Ao sairmos da tumba, os guardas, de fuzil em punho, estão vasculhando os campos e casas vizinhos. Amal explica que os moradores ali não sentem que têm laços com a cultura do Egito Antigo, e saqueiam seu passado para sobreviver no presente. O povo pobre de muitos países arqueologicamente ricos pensa desse modo; são “cavadores de subsistência” mal remunerados.
A pilhagem aumentou depois da revolução de 2011, quando as forças de segurança do governo se desintegraram. Mas a análise das imagens de satélite de Sarah Parcak indica que dois anos antes já havia ocorrido um pico, quando a crise global maltratou a economia egípcia, elevou os preços dos alimentos e do gás. Alguns desempregados recorreram ao saque para sobreviver. Os guardas nos escoltam até a rodovia, e Amal me dá um longo aperto de mão. “Fique fora das estradas depois que escurecer”, recomenda ela.
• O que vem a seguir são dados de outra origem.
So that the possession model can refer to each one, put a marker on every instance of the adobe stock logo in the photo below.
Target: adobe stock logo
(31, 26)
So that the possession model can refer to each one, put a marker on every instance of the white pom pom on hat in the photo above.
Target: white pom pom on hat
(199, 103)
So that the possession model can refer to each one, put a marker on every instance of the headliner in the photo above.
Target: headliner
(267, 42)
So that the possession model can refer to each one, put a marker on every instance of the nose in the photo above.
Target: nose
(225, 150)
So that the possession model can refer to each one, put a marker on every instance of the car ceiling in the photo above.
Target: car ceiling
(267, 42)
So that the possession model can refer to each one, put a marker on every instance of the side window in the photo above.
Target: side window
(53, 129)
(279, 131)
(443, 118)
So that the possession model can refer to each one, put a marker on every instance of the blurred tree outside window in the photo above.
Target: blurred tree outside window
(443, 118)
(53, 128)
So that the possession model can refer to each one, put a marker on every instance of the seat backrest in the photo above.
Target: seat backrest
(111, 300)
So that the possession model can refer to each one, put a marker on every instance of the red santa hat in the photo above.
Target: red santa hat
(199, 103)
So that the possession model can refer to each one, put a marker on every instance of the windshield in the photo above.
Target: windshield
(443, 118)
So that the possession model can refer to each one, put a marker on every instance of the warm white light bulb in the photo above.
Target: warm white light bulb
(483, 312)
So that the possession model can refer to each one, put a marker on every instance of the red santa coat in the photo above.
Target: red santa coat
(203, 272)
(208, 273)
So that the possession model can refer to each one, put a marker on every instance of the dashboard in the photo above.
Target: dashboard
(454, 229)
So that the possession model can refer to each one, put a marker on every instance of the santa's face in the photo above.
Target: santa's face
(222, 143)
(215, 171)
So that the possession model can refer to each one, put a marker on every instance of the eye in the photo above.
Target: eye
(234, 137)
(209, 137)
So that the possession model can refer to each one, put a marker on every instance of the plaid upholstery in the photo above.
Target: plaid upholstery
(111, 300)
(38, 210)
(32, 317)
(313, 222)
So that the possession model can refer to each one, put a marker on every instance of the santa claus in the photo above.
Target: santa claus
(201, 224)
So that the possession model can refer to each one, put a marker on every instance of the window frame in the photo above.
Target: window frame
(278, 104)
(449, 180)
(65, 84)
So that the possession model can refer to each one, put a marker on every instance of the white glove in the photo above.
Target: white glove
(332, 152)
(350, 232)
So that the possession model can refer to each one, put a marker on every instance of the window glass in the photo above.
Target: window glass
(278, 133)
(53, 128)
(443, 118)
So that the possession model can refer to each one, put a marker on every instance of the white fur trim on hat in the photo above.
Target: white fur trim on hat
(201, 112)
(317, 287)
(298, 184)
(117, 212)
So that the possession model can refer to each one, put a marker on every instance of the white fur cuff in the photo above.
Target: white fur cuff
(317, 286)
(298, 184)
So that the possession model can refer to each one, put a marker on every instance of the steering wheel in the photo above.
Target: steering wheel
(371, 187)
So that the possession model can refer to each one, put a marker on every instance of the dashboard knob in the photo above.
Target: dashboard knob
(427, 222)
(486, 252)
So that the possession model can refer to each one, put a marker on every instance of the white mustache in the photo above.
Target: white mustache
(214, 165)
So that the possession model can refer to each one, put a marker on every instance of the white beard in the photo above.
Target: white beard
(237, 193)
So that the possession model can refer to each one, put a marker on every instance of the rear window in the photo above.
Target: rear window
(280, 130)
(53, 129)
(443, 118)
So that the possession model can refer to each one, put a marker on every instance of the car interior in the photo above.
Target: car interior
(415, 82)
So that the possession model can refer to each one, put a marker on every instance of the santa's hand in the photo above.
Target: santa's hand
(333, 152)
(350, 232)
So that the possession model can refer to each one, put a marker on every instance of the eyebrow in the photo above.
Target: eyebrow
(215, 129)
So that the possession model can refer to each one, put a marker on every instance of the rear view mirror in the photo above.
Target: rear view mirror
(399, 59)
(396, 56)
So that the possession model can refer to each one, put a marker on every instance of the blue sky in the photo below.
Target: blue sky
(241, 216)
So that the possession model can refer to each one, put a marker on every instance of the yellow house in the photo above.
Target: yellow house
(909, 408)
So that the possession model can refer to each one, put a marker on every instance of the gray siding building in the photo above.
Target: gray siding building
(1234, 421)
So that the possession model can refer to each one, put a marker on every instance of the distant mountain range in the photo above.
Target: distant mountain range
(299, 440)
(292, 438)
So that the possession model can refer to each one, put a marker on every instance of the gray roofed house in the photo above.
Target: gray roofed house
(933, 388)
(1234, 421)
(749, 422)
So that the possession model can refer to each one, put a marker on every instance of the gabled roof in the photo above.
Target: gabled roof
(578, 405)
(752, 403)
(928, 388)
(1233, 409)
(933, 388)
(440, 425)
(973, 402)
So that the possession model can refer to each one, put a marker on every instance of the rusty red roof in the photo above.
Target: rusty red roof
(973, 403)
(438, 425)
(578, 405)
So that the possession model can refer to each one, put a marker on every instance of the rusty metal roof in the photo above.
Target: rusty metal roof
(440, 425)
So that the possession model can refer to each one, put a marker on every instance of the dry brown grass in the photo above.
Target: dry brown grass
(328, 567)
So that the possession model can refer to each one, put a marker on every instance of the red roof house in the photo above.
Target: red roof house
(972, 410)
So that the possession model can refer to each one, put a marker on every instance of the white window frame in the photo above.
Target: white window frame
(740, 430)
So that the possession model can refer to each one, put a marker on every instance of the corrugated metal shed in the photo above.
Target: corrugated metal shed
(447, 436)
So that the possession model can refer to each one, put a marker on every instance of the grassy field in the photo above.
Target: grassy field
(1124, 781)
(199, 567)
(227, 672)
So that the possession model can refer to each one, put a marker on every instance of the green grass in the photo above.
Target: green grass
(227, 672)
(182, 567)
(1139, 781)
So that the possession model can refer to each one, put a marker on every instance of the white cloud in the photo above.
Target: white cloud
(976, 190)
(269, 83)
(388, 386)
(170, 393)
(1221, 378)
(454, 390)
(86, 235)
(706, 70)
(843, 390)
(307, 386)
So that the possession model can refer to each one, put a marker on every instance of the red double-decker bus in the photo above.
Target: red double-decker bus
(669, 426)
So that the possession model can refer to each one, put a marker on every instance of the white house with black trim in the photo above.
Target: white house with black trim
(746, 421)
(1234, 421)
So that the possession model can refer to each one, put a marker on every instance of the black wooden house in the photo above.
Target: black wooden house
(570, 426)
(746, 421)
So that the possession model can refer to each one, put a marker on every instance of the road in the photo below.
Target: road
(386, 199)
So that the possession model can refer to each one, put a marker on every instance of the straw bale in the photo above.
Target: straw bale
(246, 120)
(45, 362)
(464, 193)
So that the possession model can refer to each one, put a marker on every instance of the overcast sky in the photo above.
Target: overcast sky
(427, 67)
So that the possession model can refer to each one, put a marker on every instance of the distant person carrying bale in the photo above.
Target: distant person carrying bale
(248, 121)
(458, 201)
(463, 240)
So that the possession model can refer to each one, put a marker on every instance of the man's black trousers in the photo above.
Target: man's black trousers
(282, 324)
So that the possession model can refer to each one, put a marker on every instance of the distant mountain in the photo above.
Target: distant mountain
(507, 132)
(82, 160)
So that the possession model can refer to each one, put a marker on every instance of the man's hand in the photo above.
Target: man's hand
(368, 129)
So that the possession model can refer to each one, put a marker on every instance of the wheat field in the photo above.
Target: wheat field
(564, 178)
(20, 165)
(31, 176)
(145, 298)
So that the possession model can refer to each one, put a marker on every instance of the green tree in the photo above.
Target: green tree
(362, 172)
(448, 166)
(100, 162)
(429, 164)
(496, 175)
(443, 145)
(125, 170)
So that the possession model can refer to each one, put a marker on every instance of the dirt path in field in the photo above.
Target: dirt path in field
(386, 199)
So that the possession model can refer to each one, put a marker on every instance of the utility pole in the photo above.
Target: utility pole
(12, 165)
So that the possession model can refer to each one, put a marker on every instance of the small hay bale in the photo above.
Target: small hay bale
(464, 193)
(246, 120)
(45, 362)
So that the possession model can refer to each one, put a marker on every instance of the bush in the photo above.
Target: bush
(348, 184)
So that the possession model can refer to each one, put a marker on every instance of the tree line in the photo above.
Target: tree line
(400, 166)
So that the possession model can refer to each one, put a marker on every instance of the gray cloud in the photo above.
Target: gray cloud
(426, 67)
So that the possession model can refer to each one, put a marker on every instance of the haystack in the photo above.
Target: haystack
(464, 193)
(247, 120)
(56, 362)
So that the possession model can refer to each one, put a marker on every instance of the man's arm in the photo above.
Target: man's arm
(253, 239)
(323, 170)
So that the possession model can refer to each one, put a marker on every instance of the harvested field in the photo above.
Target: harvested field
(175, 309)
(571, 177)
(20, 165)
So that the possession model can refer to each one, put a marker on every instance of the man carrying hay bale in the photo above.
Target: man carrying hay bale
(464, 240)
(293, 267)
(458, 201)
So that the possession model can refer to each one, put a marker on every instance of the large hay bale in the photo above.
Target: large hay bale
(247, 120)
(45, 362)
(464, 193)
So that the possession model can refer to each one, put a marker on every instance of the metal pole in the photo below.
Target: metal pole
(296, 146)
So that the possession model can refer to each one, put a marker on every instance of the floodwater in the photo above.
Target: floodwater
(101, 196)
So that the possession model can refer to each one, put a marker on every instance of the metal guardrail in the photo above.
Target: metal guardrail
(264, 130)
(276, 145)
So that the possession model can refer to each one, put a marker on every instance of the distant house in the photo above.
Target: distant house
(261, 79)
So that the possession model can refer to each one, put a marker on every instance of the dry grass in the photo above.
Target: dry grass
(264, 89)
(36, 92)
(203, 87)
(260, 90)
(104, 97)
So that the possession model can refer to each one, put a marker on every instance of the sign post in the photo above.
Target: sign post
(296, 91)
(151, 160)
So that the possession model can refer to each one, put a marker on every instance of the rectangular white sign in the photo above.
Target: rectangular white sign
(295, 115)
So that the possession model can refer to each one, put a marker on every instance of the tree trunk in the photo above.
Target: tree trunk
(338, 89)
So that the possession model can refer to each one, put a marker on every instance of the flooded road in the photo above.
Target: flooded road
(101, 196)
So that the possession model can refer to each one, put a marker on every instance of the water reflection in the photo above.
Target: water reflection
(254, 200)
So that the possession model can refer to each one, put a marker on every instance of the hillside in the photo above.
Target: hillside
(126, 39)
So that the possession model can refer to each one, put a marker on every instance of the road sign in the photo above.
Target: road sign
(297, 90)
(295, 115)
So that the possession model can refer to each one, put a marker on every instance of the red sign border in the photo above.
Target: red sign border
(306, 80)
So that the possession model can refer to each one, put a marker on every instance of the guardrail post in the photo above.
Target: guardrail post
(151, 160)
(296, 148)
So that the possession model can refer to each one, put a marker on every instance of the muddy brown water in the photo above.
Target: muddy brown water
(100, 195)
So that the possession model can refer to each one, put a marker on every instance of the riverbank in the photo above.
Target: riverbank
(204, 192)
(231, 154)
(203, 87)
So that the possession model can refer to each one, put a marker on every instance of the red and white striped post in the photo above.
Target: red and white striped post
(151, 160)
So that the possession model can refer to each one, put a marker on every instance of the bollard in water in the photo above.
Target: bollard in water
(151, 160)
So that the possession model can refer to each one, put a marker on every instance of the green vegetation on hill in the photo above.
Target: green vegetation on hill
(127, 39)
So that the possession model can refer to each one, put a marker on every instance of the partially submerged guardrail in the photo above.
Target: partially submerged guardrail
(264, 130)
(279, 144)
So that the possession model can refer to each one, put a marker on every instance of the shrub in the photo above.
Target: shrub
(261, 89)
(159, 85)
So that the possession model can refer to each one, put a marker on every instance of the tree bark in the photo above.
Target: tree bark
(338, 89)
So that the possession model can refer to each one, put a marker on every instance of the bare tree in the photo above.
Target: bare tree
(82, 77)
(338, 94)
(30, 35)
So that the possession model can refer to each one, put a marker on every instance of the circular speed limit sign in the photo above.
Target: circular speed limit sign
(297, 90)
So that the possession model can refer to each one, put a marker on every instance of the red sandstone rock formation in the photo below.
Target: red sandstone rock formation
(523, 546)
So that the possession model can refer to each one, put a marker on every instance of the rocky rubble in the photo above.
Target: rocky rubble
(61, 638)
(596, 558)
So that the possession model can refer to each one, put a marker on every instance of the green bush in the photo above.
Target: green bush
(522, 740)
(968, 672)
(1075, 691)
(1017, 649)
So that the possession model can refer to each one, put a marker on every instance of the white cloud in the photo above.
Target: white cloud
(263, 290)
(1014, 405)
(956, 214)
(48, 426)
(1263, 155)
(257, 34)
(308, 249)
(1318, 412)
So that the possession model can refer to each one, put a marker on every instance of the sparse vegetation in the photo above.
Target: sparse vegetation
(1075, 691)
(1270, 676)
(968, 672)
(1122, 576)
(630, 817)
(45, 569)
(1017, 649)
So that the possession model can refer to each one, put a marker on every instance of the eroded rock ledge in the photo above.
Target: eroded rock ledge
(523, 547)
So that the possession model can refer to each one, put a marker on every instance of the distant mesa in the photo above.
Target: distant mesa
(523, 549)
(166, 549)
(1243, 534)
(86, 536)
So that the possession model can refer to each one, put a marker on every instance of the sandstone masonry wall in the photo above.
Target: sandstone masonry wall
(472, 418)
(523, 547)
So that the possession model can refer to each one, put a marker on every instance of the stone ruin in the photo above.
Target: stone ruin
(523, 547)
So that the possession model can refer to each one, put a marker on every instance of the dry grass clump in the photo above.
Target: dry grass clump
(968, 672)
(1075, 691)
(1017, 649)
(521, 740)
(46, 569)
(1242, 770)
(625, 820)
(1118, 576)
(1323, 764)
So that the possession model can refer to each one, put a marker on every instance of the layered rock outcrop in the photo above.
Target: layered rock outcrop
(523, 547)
A pilhagem de sepulturas no Egito é tão antiga quanto os faraós. A tumba de Ramsés V e Ramsés VI no Vale dos Reis, próximo a Luxor, foi saqueada 3 mil anos atrás, durante um período de crise econômica e invasão estrangeira - Foto: Robert Clark
Escavar o passado por lucro tem sido uma profissão há milhares de anos. O mais antigo julgamento de saqueadores no Egito de que se tem notícia aconteceu em Tebas em 1113 a.C. Um bando chefiado por um empreendedor operário de pedreira chamado Amenpanefer pilhou tumbas entalhadas em rochas. O operário e seus cúmplices foram condenados e, provavelmente, executados por empalamento.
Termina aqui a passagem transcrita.